Diefenbaker, sarcastically: “I suppose the reason you put those men in wooden cars with steel cars on either end was so that no matter what they might subsequently find in Korea, they’d also be able to say, ‘Well, we had worse than that in Canada.’”

Everything “broke loose,” Diefenbaker recalled. Pepler sputtered, expressed shock: one didn’t say things like that in a B.C. courtroom! The judge was willing to let it pass if defence counsel meant it was a statement not a question. But Diefenbaker said he’d put it to the witness as a question. Both he and His Honour were interrupted by Pepler blurting out that he wanted to make it clear that the Crown wasn’t “concerned about the deaths of a few privates going to Korea”.

“Oh, Colonel, you’re not concerned about the killing of a few privates?” snapped Diefenbaker.

It was pure drama on his part, of course, as he knew full well that Pepler had really meant that the Crown’s charge against Atherton dealt with the death of one of the firemen not the deaths of passengers.

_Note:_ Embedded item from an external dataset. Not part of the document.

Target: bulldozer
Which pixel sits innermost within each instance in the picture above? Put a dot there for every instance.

But the damage was done. That the Crown’s case had been scuttled by Pepler’s outburst was made abundantly clear when one of two jurors who were veterans of the First World War muttered a curse at the attorney-general.

Diefenbaker called no witnesses, concentrating instead on cross-examination for the balance of the trial, and reciting the incident of the seagull who’d dropped a fish on the telegraph wires, while taking every opportunity, real and staged, to remind the jury of Pepler’s military career by addressing him as Colonel.

In his hour-long charge to the jury Justice McFarlane pointed out that if they believed Atherton’s story that he’d relayed the troop train’s order as he’d received it, an acquittal was justified. In just 40 minutes jurors returned a verdict of not guilty

The CNR installed block signals on the fatal stretch of track, realigned the blind curve that obscured train crews’ view of the what lay ahead, and, within two years, ordered 302 new all-metal passenger cars.

 

Too late for the 21 men who died in the Canoe River train wreck which ultimately proved to be beneficial to Diefenbaker’s legal and political career while going down in Canadian history as a tragic sidelight of the Korean War.

Ironically, the RCHA suffered more casualties in this incident than in its first year of action in Korea. A memorial cairn and monument have been erected near the crash site as has a monument at CFB Shilo where a memorial parade is held each year.

Because they were on active duty when killed, the names of the 17 servicemen who died at Canoe River are inscribed in the Korea Book of Remembrance, on the Wall of Remembrance in Brampton, Ont., and on the Korea Cairn in Winnipeg’s Brookside Cemetery.

However, because they never made it to the Korean war zone, they have not been awarded posthumous Canadian Volunteer Service Medals — an injustice according to one of the survivors who has unsuccessfully campaigned to have the medals awarded.